Posted: Sat Aug 06, 2022 3:31 am
by schillingklaus
Of course there was no such thing as Christian martyrdom before the rule of Decius, even maybe Diocletian, as already figured by Stuart G. Waugh; and this was for thre refusal to sacrifice to certain gods in times of war, not for any particularity of Christian faith.

The onebiggest lie of Hollywood is of course that of Nero's measures against Christians.

Re: Death by Burning, c.100-300 AD

Posted: Sat Aug 06, 2022 3:49 am
by andrewcriddle
I can't find any examples of a Christian government killing by burning a heretic before the year 1000 CE. (I am excluding death by burning for offences other than heresy and execution for heresy by means other than burning. )

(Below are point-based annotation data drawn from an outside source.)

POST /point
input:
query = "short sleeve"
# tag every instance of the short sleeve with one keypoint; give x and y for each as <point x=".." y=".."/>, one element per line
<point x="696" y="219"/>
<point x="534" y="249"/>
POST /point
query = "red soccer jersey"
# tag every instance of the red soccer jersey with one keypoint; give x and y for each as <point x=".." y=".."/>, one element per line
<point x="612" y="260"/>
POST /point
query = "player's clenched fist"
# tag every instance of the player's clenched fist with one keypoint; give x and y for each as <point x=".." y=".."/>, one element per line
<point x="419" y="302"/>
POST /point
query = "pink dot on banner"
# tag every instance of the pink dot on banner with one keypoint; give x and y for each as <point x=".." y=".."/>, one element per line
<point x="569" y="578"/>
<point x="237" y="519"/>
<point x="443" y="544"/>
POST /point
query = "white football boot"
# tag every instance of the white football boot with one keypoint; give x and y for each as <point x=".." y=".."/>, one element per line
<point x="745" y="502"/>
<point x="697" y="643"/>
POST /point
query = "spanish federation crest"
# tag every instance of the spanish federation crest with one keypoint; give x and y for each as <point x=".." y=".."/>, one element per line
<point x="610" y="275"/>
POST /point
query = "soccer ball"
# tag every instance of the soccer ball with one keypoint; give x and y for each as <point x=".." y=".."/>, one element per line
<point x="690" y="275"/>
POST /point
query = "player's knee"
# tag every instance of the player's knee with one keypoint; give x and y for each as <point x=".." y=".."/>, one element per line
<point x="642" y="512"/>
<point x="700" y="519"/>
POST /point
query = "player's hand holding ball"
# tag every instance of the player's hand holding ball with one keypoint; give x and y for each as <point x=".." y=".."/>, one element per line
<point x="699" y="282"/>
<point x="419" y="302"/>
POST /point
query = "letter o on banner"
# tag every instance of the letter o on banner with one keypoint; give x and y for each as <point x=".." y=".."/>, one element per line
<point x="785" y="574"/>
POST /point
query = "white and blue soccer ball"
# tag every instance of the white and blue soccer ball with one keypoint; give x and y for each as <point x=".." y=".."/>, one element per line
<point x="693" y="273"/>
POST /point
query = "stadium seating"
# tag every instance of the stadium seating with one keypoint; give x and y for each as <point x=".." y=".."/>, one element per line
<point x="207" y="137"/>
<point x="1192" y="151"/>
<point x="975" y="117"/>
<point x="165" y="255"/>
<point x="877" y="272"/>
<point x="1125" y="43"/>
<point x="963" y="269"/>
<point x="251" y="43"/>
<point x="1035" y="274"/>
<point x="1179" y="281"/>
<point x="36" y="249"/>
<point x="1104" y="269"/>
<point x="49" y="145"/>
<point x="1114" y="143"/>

After 1000 we have examples in East and West. Basil the Bogomil was burnt in 1110 in Byzantium.
In 1022 supposed heretics were apparently burnt in Orleans.
The routine use of this method of execution for heresy develops in the West in the late 1100's.

Andrew Criddle

Re: Death by Burning, c.100-300 AD

Posted: Sat Aug 06, 2022 3:50 am
by ABuddhist
John T wrote: Sat Aug 06, 2022 3:11 am
mlinssen wrote: Fri Aug 05, 2022 8:46 pm
That's what hateful right-wing evangelicals do, they associate Evil with left-wing - because their "Christianity" is not settled in faith that comes from love, but in politics that come from "religion"
So, you are saying all pagan worshipers are right-wing?
Emperors like Nero who burn Christians alive were right-wing?

Anarchists are extreme right-wing and very much evil.

Rome during the fore-mention time period (100-300 CE) was pro-pagan and anti-Christian.
The government of Rome was a political force. Where they left-wing or right-wing?
mlinssen is claiming to explain your views, not to believe your views. You are free to explain to us why you described a certain group of pagans as left-wing here:
John T wrote: Fri Aug 05, 2022 5:16 pm It was done not by Christians but rather by left-wing pagan worshipers.